И тогда она увидела, что он покраснел, — так покраснел, как молодому человеку в 1923 году не пристало бы краснеть от подобного замечания — и чуть ли не обрадовалась его словам:
— Не говори глупостей, Тутти! Причем тут Ирма?! Вспомни: закрыто по случаю семейного траура!
— Неправда! Торжества, а не траура!
— Ну, знаешь, такое торжество поминками пахнет…
14В течение тех двух недель, что понадобились Эриху Хакендалю для ликвидации его берлинских дел, он не раз задумывался, не позвонить ли «отечески расположенному другу». Чем больше проходило времени, тем все больше в туман и пьяный чад отодвигалась ночь всенародного траура по случаю захвата Рура. Кто же принимает всерьез какие-то недоразумения, случившиеся по пьяной лавочке! Сам он тогда был пьян, адвокат был пьян, все были в лоск пьяны, а поскольку пьянство, как известно, отшибает память, то можно не слишком вникать в происшедшее. У него, во всяком случае, о том вечере остались самые туманные воспоминания.
Не раз брал он трубку, но едва телефонная станция отвечала, тут же ее вешал или называл другой номер… Несмотря на отшибленную память, отеческое попечение дало трещину, дружба пошатнулась…

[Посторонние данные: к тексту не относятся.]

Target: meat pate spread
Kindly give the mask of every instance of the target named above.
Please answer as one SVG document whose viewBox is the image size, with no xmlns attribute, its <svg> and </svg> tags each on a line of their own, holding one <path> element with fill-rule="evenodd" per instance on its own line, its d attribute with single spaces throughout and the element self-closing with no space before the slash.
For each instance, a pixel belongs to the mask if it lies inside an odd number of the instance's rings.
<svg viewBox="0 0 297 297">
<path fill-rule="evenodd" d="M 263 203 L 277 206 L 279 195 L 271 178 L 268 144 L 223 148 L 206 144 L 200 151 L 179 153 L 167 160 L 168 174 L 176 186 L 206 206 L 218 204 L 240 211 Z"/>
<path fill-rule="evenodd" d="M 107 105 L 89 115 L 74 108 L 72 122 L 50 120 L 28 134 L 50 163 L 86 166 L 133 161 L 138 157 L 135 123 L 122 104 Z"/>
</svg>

Тем ревностнее занялся он переводом всего своего имущества в деньги, разумеется, в надежной валюте. С виллой ему повезло, он продал ее со всеми причиндалами валютчику-иностранцу, который намеревался закупить пол-Берлина на состояние, составленное игрой на лондонской бирже. Тем более повезло, что обе стороны согласились по возможности оставить на бобах государство, точнее сказать, налоговое управление, — уделив ему разве что жалкие крохи. Итак, они провернули небольшой гешефт — Эрих получил перевод в датских кронах на некий амстердамский банк, иностранец же для видимости заплатил несколько миллионов бумажных марок по купчей, помеченной давно прошедшим числом.
Так же повезло Эриху с продажей конторы и с реализацией причитающихся ему сумм, да и машину он сбагрил выгодно и накануне отъезда мог с удовлетворением сказать себе: «Все, чем я владею, находится за границей…»
Довольный, расхаживал он по своему номеру в отеле, поздравляя себя с тем, что остатки никчемных бумажных марок он еще ухитрился превратить в шубу, золотые часы и брильянтовый перстень, и в то, же время тревожась, как бы господа таможенные чиновники не стали чинить ему трудностей из-за его с иголочки новенькой экипировки.
Но зря, что ли, у человека есть связи? Эрих схватил телефонную трубку, назвал засекреченный номер депутата, и уже спустя полминуты в ушах его раздался знакомый, вкрадчивый, чуть насмешливый голос…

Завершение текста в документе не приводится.